Finding primes in parallel

Posted by Jonas Elfström Thu, 14 Jan 2010 21:55:00 GMT

Justin Etheredge has been blogging about his challenge to find prime numbers with LINQ. He later used AsParallel() (coming in .NET 4) to speed things up and then followed that up with a post about using The Sieve Of Eratosthenes.

As you can see in the comments of those posts I tried to speed the Sieve of Eratosthenes up by using Parallel.For in the inner loop. I also tried AsParallel() in the LINQ expression but it made no difference in either case. At most it got 5% faster. I'm not sure but it could be that because SoE is very memory intense we could have a scaling issue and maybe also memory bandwidth exhaustion. This is mere speculation.

I then searched for other algorithms and found The Sieve of Atkin. It uses less memory than SoE so I thought I'd give it a try.

I set the limit to 20,000,000 and then benchmarked it. It timed in on 2.48s so actually worse than the 2.2s that SoE took. Not good! Then I added Parallel.For in the loop that did most of the work and lo and behold, it scaled! I have two cores in my machine (T7200@2.0GHz) and the average runtime went down to 1.26s. That's almost linear and surprisingly good! If you happen have a quad core (or more) and feel like trying it out then please contact me.

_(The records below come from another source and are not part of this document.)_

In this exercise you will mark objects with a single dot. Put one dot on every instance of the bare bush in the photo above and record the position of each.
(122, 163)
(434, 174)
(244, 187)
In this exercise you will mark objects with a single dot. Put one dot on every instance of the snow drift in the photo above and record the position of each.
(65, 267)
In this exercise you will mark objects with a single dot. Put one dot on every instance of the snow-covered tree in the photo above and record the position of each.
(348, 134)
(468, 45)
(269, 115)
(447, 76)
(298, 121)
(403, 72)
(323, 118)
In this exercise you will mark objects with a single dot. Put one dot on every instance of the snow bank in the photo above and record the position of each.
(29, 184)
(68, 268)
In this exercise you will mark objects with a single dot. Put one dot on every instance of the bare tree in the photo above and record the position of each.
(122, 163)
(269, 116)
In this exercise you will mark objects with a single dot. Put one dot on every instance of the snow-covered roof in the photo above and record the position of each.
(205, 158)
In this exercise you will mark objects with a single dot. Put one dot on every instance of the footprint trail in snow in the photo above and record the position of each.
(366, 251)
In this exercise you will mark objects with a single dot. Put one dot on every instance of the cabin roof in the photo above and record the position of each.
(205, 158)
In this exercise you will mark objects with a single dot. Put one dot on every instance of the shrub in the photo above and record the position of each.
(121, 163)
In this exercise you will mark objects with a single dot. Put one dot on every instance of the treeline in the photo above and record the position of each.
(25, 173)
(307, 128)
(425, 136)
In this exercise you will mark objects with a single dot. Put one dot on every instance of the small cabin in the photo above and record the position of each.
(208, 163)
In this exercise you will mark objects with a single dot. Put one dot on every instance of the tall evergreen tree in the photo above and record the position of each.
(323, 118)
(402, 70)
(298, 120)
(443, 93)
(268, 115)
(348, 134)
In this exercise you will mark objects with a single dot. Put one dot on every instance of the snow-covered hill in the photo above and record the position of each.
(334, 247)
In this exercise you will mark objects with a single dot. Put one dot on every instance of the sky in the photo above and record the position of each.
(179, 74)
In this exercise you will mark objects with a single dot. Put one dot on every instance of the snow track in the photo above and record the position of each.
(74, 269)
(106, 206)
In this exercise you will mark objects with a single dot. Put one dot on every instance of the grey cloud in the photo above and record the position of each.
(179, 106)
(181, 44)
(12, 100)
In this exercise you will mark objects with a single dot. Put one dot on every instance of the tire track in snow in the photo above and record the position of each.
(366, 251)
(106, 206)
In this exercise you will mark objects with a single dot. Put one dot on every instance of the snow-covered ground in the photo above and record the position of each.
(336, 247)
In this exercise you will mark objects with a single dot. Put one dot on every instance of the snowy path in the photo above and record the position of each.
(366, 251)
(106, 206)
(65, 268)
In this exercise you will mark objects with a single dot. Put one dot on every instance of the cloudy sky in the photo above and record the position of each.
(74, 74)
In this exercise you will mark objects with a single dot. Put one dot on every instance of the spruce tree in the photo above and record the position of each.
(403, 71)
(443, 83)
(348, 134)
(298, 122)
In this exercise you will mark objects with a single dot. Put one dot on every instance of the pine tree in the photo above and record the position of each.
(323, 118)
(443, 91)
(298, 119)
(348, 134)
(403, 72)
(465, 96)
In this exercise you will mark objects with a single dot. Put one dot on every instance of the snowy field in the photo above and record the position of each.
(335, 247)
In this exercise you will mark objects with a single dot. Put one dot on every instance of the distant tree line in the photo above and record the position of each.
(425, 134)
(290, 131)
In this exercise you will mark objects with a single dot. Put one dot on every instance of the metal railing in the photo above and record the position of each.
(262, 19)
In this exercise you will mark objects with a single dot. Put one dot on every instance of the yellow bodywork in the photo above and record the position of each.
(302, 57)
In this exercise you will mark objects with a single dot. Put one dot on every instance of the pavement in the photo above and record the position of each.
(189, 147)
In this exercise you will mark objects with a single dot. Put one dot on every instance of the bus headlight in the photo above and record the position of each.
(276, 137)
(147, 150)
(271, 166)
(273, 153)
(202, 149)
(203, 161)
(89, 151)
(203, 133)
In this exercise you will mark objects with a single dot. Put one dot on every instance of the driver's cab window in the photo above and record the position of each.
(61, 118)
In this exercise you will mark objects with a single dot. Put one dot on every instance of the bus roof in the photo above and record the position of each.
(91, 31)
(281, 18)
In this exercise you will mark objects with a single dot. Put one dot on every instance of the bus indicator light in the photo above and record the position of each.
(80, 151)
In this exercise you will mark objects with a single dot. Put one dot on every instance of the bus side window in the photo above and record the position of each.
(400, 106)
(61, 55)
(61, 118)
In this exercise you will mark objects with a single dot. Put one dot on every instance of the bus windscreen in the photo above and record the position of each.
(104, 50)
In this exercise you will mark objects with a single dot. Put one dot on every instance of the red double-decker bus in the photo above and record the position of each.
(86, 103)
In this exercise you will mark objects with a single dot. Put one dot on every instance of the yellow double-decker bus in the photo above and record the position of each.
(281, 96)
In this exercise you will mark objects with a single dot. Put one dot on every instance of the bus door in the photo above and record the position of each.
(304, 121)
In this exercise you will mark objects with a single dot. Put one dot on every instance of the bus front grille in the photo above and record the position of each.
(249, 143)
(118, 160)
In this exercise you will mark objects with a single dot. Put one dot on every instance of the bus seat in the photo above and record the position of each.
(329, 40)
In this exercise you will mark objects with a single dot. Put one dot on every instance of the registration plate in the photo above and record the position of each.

It would be interesting to see if it scales further.

1
2
3
4
5
6
7
8
9
10
11
12
13
14
15
16
17
18
19
20
21
22
23
24
25
26
27
28
29
30
31
32
33
34
35
36
37
38
39
40
41
42
43
44
45
46
static List<int> FindPrimesBySieveOfAtkins(int max)
{
   //  var isPrime = new BitArray((int)max+1, false); 
   //  Can't use BitArray because of threading issues.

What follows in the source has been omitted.